Dr. Matthias Schulze is the head of the research focus "International Cybersecurity" at the IFSH. Before he joined IFSH in October 2023, he was the deputy head of the Security Research Group at the German Institute for International and Security Affairs (SWP), as well as the Principal Investigator in the European Repository of Cyber Incidents project. He completed research stays at the Canadian Citizen Lab and researched and taught at the Chair of International Relations at the Friedrich-Schiller University in Jena, where he obtained his PhD in Political Science. In addition, he is the host of the Percepticon.de podcast on his main topics: cyber conflicts, cyber espionage, and disinformation.
Offensive Cyber-postures and the risk of escalation
This paper investigates whether the adoption of offensive cyber policies-specifically the ""persistent engagement"" and ""defend forward"" doctrines exemplified by the 2018 U.S. Department of Defense Cyber Strategy-correlates with an increased frequency of cyberattacks targeting adopting states. The research is grounded in the theoretical debate between proponents of persistent engagement, who argue that continuous, proactive cyber operations foster a stable ""agreed competition"" and reduce escalation risks, and critics who, drawing on security dilemma dynamics and spiral escalation theory, contend that such postures may be perceived as threatening, provoking adversaries to intensify their own cyber operations.
Employing a quasi-experimental, interrupted time-series design, the study analyzes cyberattack frequency data from states that have explicitly adopted offensive cyber postures-including the United States, United Kingdom, Israel, and others-contrasted with a control group of states that have not articulated such policies. The independent variable is the adoption of an offensive cyber policy, operationalized as a binary or timed event, while the dependent variable is the frequency of cyberattacks against the state, measured at regular intervals before and after policy adoption. Data sources include the Dyadic Cyber Incidents Dataset, the European Repository of Cyber Incidents, and national cyber incident statistics.
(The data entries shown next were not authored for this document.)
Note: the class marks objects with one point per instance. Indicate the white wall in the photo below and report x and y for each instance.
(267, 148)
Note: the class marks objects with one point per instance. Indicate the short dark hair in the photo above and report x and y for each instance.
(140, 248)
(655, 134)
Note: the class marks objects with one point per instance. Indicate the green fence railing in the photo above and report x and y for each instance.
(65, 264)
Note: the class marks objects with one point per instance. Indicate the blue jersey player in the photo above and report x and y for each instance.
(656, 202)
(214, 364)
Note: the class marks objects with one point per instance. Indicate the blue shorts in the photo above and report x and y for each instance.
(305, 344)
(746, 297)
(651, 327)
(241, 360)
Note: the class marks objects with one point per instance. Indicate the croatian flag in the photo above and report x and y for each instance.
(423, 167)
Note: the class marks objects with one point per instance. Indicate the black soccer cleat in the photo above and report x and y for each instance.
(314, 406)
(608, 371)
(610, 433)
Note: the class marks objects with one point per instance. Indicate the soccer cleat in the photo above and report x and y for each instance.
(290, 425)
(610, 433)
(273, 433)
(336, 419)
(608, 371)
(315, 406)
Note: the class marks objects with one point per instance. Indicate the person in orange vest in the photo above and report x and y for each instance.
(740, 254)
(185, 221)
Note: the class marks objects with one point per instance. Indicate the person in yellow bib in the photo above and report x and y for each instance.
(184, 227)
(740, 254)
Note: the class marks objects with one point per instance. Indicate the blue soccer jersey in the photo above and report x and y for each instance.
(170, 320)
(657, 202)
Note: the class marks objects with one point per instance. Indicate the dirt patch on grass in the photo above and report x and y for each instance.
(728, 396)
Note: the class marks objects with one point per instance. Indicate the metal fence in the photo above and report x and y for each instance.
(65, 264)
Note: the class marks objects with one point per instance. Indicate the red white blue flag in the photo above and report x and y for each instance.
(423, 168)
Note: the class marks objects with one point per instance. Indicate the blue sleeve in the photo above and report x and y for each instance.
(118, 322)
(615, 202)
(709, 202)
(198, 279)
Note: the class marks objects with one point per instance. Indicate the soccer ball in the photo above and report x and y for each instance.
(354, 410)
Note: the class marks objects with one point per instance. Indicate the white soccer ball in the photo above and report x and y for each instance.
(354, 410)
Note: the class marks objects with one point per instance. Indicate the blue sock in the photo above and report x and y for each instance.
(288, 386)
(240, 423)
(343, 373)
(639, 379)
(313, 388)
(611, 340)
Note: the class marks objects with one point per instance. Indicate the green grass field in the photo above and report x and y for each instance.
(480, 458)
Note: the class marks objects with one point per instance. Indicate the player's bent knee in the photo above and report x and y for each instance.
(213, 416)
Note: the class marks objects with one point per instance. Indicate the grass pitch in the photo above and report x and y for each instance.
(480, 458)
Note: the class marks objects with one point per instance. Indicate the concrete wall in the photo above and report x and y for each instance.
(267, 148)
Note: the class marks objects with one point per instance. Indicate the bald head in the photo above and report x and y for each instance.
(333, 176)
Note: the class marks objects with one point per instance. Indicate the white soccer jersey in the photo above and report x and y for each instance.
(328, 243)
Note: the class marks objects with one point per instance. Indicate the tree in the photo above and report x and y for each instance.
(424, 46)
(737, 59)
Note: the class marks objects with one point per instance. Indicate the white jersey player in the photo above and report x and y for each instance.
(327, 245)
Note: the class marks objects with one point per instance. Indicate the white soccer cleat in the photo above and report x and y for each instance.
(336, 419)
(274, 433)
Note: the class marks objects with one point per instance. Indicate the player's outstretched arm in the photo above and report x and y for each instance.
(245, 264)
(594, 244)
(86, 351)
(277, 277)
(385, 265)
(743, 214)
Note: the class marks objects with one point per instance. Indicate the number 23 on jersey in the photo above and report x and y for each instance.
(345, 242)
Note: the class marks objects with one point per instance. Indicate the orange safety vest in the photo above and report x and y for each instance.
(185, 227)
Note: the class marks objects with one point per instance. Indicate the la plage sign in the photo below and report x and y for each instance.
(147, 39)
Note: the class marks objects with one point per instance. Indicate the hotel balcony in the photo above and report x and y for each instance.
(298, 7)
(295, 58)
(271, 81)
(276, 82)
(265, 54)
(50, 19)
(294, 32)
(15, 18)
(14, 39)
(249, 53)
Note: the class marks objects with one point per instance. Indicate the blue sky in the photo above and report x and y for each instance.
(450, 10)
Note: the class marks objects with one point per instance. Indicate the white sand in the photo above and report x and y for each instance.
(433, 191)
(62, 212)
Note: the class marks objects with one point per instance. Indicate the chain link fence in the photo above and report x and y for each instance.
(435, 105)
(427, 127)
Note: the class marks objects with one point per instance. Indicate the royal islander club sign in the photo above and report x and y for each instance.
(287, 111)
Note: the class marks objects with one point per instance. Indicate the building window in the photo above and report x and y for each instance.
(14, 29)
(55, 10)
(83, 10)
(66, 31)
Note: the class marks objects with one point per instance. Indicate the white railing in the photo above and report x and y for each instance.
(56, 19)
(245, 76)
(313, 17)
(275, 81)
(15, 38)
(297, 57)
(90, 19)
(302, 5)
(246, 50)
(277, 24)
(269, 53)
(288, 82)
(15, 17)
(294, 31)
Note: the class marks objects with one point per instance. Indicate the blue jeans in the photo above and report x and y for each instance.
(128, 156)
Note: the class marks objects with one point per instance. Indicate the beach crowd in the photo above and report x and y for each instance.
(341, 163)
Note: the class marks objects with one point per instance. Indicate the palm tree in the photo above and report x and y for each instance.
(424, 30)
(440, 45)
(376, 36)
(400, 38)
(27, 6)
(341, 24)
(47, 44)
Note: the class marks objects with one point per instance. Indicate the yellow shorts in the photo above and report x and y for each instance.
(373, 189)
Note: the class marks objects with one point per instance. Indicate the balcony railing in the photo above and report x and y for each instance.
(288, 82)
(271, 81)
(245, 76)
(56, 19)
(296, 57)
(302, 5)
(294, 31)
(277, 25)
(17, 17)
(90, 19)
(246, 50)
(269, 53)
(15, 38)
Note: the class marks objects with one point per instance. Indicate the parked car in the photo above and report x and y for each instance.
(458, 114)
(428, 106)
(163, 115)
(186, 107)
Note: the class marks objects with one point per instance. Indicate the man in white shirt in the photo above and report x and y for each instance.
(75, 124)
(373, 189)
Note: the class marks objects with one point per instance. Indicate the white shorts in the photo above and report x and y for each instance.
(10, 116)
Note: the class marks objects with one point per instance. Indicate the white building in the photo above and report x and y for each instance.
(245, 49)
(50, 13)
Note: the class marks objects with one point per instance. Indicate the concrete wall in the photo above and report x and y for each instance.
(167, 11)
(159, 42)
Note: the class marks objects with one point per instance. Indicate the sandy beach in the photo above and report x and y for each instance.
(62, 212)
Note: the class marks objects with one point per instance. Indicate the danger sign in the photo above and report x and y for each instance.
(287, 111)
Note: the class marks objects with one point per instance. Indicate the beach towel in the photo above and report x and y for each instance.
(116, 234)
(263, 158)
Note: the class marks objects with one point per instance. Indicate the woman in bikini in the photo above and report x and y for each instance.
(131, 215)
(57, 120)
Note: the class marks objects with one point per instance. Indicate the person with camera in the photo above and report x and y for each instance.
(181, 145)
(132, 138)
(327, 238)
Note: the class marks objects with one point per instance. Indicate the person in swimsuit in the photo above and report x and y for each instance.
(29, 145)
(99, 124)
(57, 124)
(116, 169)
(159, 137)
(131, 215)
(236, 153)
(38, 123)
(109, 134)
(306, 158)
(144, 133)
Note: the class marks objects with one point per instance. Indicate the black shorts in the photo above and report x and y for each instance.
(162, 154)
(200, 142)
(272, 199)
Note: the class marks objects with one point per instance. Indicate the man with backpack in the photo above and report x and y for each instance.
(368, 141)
Control variables account for geopolitical context, a nation’s digital dependence and digital attack surface, adversary offensive capability, and national defensive maturity. The analysis examines both immediate (level) and longer-term (trend) changes in attack frequency following policy adoption, with particular attention to potential confounding factors such as periods of heightened geopolitical tension or changes in digital infrastructure exposure. Preliminary test results show a statistically significant increase in attack frequency post-adoption, supporting the view that active cyber defense postures may inadvertently trigger adversary escalation.